OSINT analyst Guy Plopsky examined still images from the footage and identified the aircraft as two JF-17C Block III single-seat fighters, tail numbers 24-501 and 24-502, each carrying a trio of external fuel tanks and no visible weapons, footage that Plopsky said appears to have been filmed at Nasosnaya air base near the city of Sumqayit, not far from Baku.
The Azerbaijani Ministry of Defense did not officially name the base in its video, but multiple independent analyses point to Nasosnaya as the most likely location. Defense intelligence firm Janes noted that satellite imagery of the base shows a recent, significant upgrade that included construction of 16 new aircraft shelters, with footage of the pilots walking to their jets showing aircraft 24-501 positioned under the twelfth shelter while 24-502 sat further down the line, with the noses of two additional JF-17s visible protruding from neighboring shelters, suggesting Azerbaijan’s fleet at the base already exceeds the two aircraft shown taking off. Aviation Week separately confirmed the video also showed Azerbaijani Air Force Aero Vodochody L-39 trainers and Sukhoi Su-25 ground attack jets flying alongside the JF-17s, indicating the new fighters are training and operating in coordination with the country’s existing aircraft rather than in isolation.
The JF-17 program represents one of the largest fighter jet export deals in Pakistan’s history, and Azerbaijan’s involvement traces back further than this week’s confirmation suggests. Pakistan’s government confirmed in September 2024 that Baku had agreed to purchase 40 JF-17s, a deal that Aviation Week reported makes Azerbaijan the largest export customer for the lightweight, single-engine fighter, which was jointly developed by the Pakistan Aeronautical Complex and China’s Chengdu Aircraft Corporation. Earlier reporting from Army Recognition traced the deal’s origins to a smaller February 2024 contract worth $1.6 billion covering an initial batch of aircraft, training, and weapons, before Pakistan’s government announced in June 2025 that the arrangement had expanded into a $4.6 billion package covering the full 40-aircraft order, which Army Recognition described as Pakistan’s largest recorded defense export to date.
The JF-17C Block III itself represents a meaningful capability jump for Azerbaijan’s air force, which has relied heavily on aging Soviet-era MiG-29 fighters and Su-25 ground attack jets for decades. The aircraft measures roughly 14.93 meters (49 feet) in length with a 9.45-meter (31-foot) wingspan, powered by a Russian-designed Klimov RD-93 turbofan engine that pushes the jet to speeds of Mach 1.6, or roughly 1,910 km/h (1,187 mph), with a combat range exceeding 3,400 km (2,113 miles) when carrying external fuel tanks like those visible in this week’s footage. The Block III variant carries a KLJ-7A active electronically scanned array radar and compatibility with China’s PL-15E beyond-visual-range air-to-air missile, a combination that analysts at Defence Security Asia say gives Azerbaijani pilots the ability to detect, track, and engage enemy aircraft at ranges exceeding many legacy fighter systems still operated elsewhere in the South Caucasus region. Despite that capability, the JF-17 Block III carries an estimated per-unit cost of roughly $30 million, according to reporting from The National Interest, substantially cheaper than comparable Western fighters like the F-16 Block 70/72, which runs $60 to $70 million per aircraft, or fifth-generation jets like the F-35, which typically exceed $100 million.

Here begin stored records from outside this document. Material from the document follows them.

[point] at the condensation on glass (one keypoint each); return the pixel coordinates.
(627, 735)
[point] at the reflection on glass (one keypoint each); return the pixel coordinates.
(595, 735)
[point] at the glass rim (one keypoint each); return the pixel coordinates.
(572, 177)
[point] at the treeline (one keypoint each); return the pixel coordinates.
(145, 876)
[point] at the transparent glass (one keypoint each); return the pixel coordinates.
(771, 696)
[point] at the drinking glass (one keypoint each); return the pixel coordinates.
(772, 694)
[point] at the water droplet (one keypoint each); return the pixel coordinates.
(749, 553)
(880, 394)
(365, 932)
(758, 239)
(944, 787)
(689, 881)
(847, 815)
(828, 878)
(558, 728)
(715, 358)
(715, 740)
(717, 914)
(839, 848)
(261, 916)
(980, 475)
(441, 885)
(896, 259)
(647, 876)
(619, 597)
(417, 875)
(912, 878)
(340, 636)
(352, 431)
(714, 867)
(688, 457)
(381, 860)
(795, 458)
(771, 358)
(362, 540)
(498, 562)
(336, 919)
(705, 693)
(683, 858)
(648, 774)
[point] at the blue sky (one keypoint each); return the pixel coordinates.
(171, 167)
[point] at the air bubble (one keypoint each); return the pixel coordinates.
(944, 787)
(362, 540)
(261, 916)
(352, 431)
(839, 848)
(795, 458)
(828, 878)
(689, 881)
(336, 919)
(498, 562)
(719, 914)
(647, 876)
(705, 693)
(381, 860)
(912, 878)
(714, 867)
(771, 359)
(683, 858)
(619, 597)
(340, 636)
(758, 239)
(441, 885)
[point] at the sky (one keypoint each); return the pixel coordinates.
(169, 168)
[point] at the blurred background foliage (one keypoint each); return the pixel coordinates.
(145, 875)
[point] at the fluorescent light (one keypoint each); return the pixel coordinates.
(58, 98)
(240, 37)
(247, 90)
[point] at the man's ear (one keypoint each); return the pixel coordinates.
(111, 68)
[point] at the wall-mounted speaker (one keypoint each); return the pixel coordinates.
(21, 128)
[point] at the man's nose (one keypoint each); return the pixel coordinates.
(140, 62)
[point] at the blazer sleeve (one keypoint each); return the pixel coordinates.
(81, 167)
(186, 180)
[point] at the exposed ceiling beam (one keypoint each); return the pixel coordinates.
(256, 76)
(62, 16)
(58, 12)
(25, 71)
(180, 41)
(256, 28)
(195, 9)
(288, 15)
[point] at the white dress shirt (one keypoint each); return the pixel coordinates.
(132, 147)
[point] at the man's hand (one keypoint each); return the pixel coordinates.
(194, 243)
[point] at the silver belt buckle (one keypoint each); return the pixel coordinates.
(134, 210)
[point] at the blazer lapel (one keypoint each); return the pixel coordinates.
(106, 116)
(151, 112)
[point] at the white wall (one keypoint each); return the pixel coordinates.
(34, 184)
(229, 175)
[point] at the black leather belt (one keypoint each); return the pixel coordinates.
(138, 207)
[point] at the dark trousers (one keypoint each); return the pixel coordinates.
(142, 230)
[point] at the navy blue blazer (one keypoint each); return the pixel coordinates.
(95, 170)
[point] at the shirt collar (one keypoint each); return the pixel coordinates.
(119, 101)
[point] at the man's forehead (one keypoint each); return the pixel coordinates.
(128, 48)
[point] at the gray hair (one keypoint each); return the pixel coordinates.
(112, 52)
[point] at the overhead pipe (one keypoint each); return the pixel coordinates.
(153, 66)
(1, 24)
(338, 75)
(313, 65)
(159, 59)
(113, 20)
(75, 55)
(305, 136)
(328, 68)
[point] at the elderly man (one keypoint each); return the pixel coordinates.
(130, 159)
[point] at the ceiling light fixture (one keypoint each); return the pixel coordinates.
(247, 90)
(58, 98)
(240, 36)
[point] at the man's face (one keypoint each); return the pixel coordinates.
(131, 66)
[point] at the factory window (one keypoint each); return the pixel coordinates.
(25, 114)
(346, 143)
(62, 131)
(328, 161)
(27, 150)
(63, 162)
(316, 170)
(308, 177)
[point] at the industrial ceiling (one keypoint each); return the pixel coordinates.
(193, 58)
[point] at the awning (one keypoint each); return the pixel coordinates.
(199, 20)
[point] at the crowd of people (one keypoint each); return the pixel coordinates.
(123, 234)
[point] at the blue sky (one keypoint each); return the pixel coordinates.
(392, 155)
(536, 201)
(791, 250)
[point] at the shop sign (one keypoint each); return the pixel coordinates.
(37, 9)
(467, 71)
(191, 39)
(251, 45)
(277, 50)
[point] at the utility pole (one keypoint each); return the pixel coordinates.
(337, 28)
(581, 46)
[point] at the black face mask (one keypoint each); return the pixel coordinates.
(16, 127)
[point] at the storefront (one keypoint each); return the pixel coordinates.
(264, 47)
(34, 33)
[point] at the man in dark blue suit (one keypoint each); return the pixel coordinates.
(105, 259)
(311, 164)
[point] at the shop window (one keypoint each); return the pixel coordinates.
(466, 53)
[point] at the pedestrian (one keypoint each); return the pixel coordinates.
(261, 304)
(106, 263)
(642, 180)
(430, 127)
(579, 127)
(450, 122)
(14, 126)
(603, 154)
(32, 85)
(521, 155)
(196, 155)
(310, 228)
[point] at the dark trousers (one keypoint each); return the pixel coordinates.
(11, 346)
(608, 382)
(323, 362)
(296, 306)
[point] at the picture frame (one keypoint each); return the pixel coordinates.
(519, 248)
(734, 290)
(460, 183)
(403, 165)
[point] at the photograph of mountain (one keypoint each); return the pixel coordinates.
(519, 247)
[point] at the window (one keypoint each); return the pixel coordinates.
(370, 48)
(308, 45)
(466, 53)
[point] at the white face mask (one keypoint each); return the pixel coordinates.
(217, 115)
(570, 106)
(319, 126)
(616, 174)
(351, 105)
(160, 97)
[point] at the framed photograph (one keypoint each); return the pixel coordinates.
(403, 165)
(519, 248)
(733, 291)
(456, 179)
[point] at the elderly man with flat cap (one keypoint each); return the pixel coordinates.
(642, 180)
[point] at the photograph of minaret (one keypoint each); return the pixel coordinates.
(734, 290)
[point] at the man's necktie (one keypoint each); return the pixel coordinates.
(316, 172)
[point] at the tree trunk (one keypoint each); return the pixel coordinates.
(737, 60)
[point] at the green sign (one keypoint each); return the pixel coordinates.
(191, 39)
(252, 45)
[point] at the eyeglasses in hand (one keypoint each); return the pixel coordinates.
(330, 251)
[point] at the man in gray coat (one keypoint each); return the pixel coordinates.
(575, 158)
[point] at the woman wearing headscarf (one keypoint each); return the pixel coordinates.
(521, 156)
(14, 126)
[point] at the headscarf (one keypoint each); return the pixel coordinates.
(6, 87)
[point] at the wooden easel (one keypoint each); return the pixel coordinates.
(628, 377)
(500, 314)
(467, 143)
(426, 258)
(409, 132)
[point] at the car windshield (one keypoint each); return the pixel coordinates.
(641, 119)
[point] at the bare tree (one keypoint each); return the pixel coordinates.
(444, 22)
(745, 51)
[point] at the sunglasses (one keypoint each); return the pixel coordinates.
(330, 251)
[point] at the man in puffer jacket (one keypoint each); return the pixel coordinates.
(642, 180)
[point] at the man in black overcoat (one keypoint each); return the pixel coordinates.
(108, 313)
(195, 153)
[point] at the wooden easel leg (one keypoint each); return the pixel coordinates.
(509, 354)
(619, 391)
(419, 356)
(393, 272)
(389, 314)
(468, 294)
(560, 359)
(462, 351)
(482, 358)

Azerbaijan’s choice of the JF-17 over Russian alternatives carries its own backstory. Baku reportedly considered purchasing Russia’s MiG-35 supersonic multirole fighter as far back as 2021 before ultimately selecting the Chinese-Pakistani jet instead, and Russian sources have argued that the MiG-35 technically outperforms the JF-17 in speed, payload, and maneuverability, even as it costs roughly twice as much per aircraft by some estimates. Whatever the technical merits of that comparison, the MiG-35’s own production track record has been rocky enough to raise real questions about whether Russia could have delivered the aircraft at scale even if Azerbaijan had chosen it. Aviation industry reporting has repeatedly described the MiG-35 program as struggling for over a decade, with outlet Simple Flying noting that despite receiving a preliminary production certification from Russian authorities in 2021, only six MiG-35s had been delivered to the Russian Air Force by October 2023, and those aircraft went primarily to Russia’s Strizhi aerobatic display team rather than frontline combat squadrons.